Given that, by design, each individual responded to only about one-third of the NAAL items, we employed the standard imputation and analysis methods that correspond to such a design.32 For each individual, five estimated health literacy scores were generated based on their responses to the NAAL items; these estimates capture uncertainty based on different individuals being asked different items. The five estimates are integrated into a single set of means, regression coefficients, and p-values using a standard process of averaging the results of five parallel regression models. All analyses included probability weights and accounted for clustering. Analyses were conducted using SAS 9.1.

RESULTS

Table 1 presents the weighted percentages of sample characteristics as well as the mean health literacy score (averaging the five parallel values) and percent scoring ‘above basic’. Forty-eight percent of the study population was male, 71% was White, 11% Black, and 12% Hispanic. One-seventh (14%) had less than a high school diploma and 27% reported an income below 200% of the federal poverty limit. The majority resided in a MSA, had never been married, were born in the U.S., and spoke English at home. Only 6% had lived in the U.S. less than 10 years. As expected, older individuals, minorities, those with less education, lower incomes, those who were divorced, widowed or separated, and those who had been living in the U.S. for fewer years had lower mean health literacy.

Predictive Models of Health Literacy

Table 2 presents the results of the multivariate models predicting health literacy as a continuous and dichotomous (‘above basic’) outcome. All variables, with the exception of living in an MSA and language spoken in home made significant independent contributions to the models. Linear regression results are presented as unstandardized regression coefficients; probit results are presented as marginal effects, which can be interpreted as the change in probability of having ‘above basic’ health literacy with a one unit change in the predictor. The adjusted R2 for the linear regression model and the probit model33 indicate that these demographic predictors accounted for 30% and 21% of the variance in health literacy scores respectively. Educational attainment was strongly positively associated with health literacy, with the 40.7 point mean difference between the lowest and highest categories among those 25 and older corresponding to 0.74 standard deviations, a “large” effect.34 Blacks and Hispanics had health literacy scores that averaged 0.6 standard deviations lower than non-Hispanic whites; mean health literacy for those aged 75 and older was 0.7 standard deviations lower than those aged 18–24. To a lesser extent, health literacy was lower for those with lower incomes and recent immigrants.

Table 2
Linear (column 2) and Probit (column 3) Multivariate Models Predicting Health Literacy (N = 17,466)
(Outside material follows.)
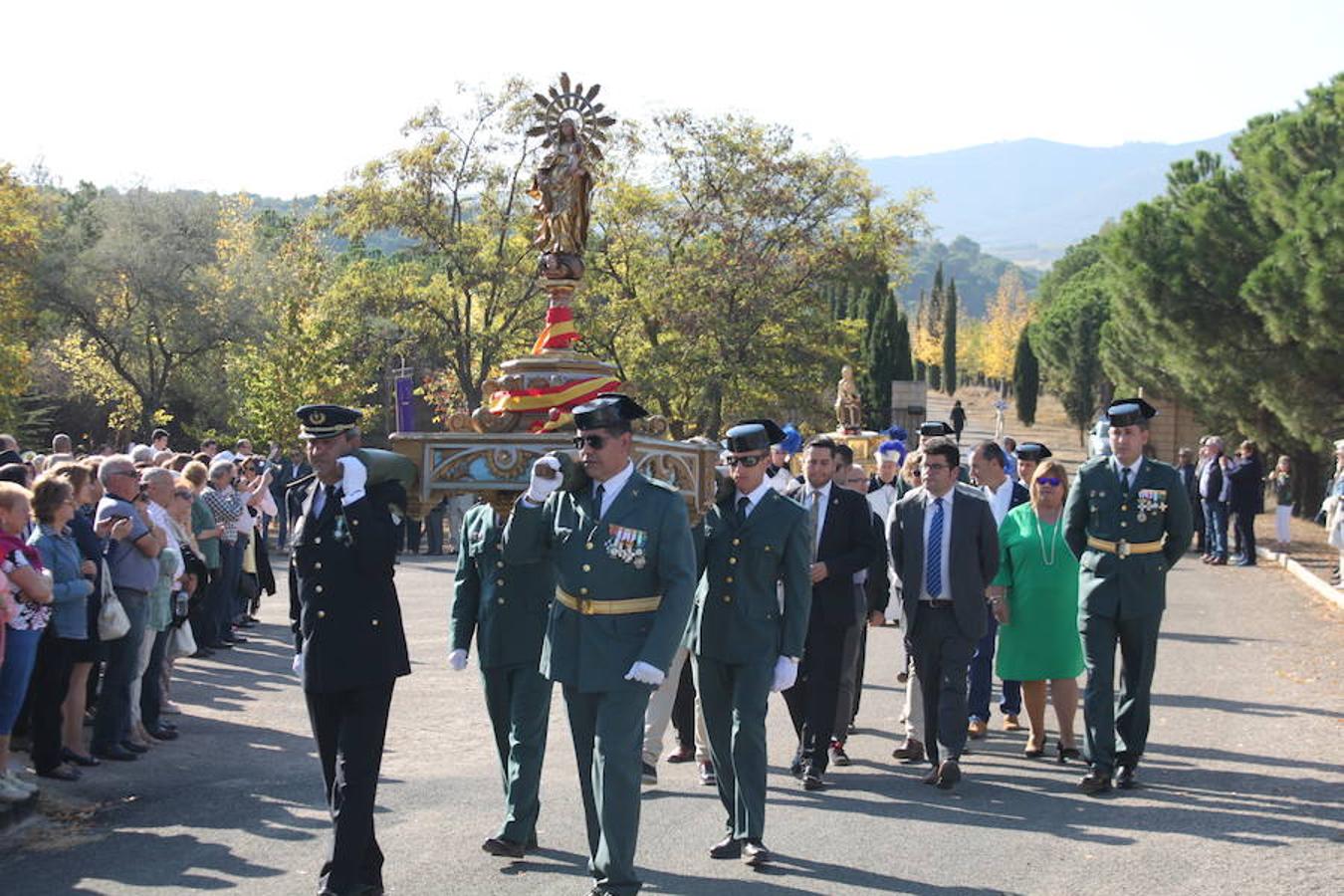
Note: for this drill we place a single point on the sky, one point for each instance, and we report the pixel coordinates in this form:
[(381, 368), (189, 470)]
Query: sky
[(285, 99)]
Comparison of Multivariate to Bivariate Models

The linear and probit multivariate models explained approximately twice the variance as a model using educational attainment alone (30% vs. 15.5% for linear model, 21% vs. 10% for the probit; results not shown). Similarly, a model using only income as a predictor explained only 11% of the variance for the linear model and 8% for the probit. Applying Cohen’s criteria for multivariate shared variance, the effect sizes for the individual variables can be classified as small to medium, while the effect size for the multivariable model can be classified as medium (for probit) to large (for linear model).35

DISCUSSION

Using a nationally representative sample, we developed two predictive models of health literacy: one estimating mean health literacy, and one estimating the probability of having health literacy skills in the ‘above basic’ (intermediate or proficient) range. Lower educational attainment, racial/ethnic minority status, older age, lower income, and recent immigration to the U.S. were associated with lower estimated health literacy. Individuals who were not married also had a lower health literacy, on average, although the association was much weaker (p < 0.05).
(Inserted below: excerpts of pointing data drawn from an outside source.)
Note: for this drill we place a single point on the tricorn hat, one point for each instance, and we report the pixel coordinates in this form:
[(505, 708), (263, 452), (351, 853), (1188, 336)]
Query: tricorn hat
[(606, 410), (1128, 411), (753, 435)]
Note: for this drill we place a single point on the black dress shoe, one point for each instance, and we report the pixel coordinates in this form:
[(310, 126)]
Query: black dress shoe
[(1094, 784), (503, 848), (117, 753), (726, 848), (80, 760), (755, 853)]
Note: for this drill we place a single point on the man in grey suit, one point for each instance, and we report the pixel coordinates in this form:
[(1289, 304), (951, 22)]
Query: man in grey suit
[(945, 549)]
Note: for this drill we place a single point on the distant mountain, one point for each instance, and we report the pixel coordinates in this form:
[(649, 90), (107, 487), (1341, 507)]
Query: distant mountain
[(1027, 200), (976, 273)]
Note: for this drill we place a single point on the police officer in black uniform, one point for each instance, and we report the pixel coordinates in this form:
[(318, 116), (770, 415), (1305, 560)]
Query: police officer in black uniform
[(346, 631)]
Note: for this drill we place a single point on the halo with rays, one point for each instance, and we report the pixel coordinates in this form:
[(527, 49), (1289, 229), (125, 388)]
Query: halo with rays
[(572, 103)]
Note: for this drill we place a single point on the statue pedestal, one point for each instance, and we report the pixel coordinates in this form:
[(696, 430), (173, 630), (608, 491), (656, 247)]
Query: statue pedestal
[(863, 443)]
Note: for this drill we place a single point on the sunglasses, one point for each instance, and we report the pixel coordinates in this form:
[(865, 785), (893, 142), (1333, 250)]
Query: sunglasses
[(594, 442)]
While the results of these models are consistent with previous work in this area, several findings merit further comment. First, despite controlling for a host of related characteristics, race and ethnicity were strongly associated with health literacy. The strength of this association was somewhat surprising, although it may be explained in part by unmeasured factors such as quality of education, which are correlated with both race/ethnicity and health literacy. Schools serving a high proportion of minority students, for example, are less likely to offer advanced placement courses and to have effective teachers in terms of years of experience and number of teachers with certifications in their primary teaching field.36 Given that racial/ethnic minorities tend to cluster in both inner-cities and rural areas where the quality of education may be lower, this may help to explain the observed racial/ethnic differences in health literacy.

Somewhat surprising was the lack of association between language spoken in the home and health literacy. Results from our models suggest that recent immigration to the U.S., rather than language spoken at home per se, is a stronger predictor of health literacy. Note, however, that our models were based on NAAL data, which assesses health literacy in the English language. Therefore, one’s health literacy skills may be higher in their native language than estimated by our models.

Another unexpected finding was that no difference in health literacy was found between those living in rural and urban locations. Results, however, may be limited by the only available measure of rurality in the NAAL: a dichotomous measure of MSA. It is more likely that health literacy follows an inverse U-shaped curve, where health literacy is lower, on average, among individuals residing in rural or urban areas, with individuals in suburban areas having higher health literacy, on average. Finally, the multivariate model was a stronger predictor of health literacy and explained substantially more of the variance than commonly used health literacy proxies such educational attainment or income.

Several limitations to these models are worth noting. First, the NAAL assessed health literacy using only printed materials. As a result, our models focus on the ability to read materials to accomplish health related tasks. They do not predict oral language (speaking) or aural language (listening) skills, which have been cited as important components of health literacy.17,16 Consequently, predictions of health literacy based on our models will not fully capture a broader conceptualization of health literacy. Second, although characteristics in our model were selected based on existing research findings and theoretical justification, there are likely other unmeasured characteristics that contribute to health literacy that were not included in the model, such as quality of education and state of residence. To assess the potential for regional variation in the models we did conduct stratified analyses for the four US Census regions (north, south, east, west; results not shown). Models predicting the mean health literacy score for each region explained between 27% and 31% of the variance in health literacy scores. While there were minor regional differences in the models, none of these were statistically significant (F test = 0.48, p-value = 0.99 for linear models; F test = 0.28, p-value = 1.0 for probit models).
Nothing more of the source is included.